Optional Workshop
Multi-Omics Integration for Applied Prediction, Concepts, Foundations, and Strategies
This course focuses on the development and implementation of prediction models for private and public sectors in plant and animal sciences. Students will learn the basis for modeling responses assisted by the integration of multiple data types ‘omics’ under different approaches (parametric, non-parametric AI) using R software with code explained in detail.
Meet the Instructor
Diego Jarquin
Assistant Professor
UF/IFAS Agronomy
Gainesville, FL
One of the biggest challenge of the humanity is to ensure the current and future food supply chain of a growing population in a world that is facing more often and extreme environmental variations. The contributions of Dr. Jarquin research program are relevant to the society because these are helping to the development of improved (more productive, resistant to biotic and abiotic stress, etc.) genotypes by the integrating artificial intelligence (AI) methods and multi-omics analyses in plant breeding. Dr. Jarquin's program is focused on the development of interpretable AI methods and related disciplines (biostatistics, quantitative genetics, and modeling) that can be applied to large multi-omics data sets for providing solutions to complex plant breeding and plant systems biology questions. More specifically, these developments are oriented to find new ways of driving genetic improvement and biological insights designing and optimizing methods for plant breeding, leveraging information from multiple facets of plant biology—physiology, agronomy, and biochemistry to quantitative genetics and multi-omics (genomics, transcriptomics, proteomics, metabolomics and high throughput phenotyping), and provide novel solutions to unravel the biological basis of complex traits for plant breeding programs.
The attendees will:
- Identify the underlying foundations of the different prediction paradigms (parametric [frequentist, Bayesian], non-parametric Artificial Intelligence AI [Reproducing Kernels Hilbert Spaces, Random Forest, Artificial Neural Networks and Deep Learning]) and effective manners to combine results from multiple approaches using Stacking Ensemble Learning.

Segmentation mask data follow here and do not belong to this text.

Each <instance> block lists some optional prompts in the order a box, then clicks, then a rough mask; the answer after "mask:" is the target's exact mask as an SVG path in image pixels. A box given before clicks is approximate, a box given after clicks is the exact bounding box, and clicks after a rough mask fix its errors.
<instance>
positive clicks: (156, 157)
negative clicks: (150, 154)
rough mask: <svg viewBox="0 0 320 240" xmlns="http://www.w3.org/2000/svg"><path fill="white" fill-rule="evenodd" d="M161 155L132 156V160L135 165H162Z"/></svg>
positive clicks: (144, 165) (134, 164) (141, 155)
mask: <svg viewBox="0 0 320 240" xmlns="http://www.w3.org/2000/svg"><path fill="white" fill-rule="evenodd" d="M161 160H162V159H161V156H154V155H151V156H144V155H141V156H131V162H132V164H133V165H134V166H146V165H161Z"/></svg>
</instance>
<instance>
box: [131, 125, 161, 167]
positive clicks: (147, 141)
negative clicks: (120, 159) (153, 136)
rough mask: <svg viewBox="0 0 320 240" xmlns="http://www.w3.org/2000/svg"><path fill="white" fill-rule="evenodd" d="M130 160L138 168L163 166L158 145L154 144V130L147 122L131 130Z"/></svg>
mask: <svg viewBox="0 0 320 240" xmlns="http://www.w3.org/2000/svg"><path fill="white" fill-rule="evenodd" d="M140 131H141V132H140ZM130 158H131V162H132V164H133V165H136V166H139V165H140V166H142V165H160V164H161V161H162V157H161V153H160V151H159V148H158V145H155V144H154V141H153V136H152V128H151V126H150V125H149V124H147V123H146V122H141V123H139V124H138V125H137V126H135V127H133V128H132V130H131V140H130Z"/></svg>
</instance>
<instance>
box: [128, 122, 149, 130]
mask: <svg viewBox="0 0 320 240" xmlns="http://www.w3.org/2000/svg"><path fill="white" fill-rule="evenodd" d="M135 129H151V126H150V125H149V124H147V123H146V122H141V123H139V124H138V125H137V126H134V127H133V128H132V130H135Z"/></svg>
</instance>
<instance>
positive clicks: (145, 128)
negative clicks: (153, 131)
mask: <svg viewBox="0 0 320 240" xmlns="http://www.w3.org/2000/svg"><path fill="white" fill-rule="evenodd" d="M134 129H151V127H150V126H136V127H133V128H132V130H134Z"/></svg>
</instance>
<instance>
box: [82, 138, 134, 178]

- Write R scripts replicating the results of elaborated functions.
- Identify the best prediction strategy to adopt according to the needs under study.
- Identify the presence of genotype-by-environment (G×E) interaction and leverage it in prediction models.
- Integrate multiple layers ‘Omics’ of information in prediction models.
- Identify and analyze when and how to implement the different cross-validation scenarios.
- Application areas will include agriculture and natural resources.
Workshop Course Objectives and Information
The course emphasizes the practical aspect of performing parametric and non-parametric (AI) methods. The objectives are to familiarize statistical programmers and practitioners with the essentials of the parametric and non-parametric paradigms through a series of worked-out examples that demonstrate sound practices for a variety of concepts of interest in plant and animal sciences.
Prerequisites:
- Background equivalent to an M.S. in applied statistics or related disciplines
- Earlier exposure to parametric (penalized and Bayesian) and non-parametric (Artificial Intelligence) methods
Note: Hands-on exercises will be conducted using the statistical software R and related libraries.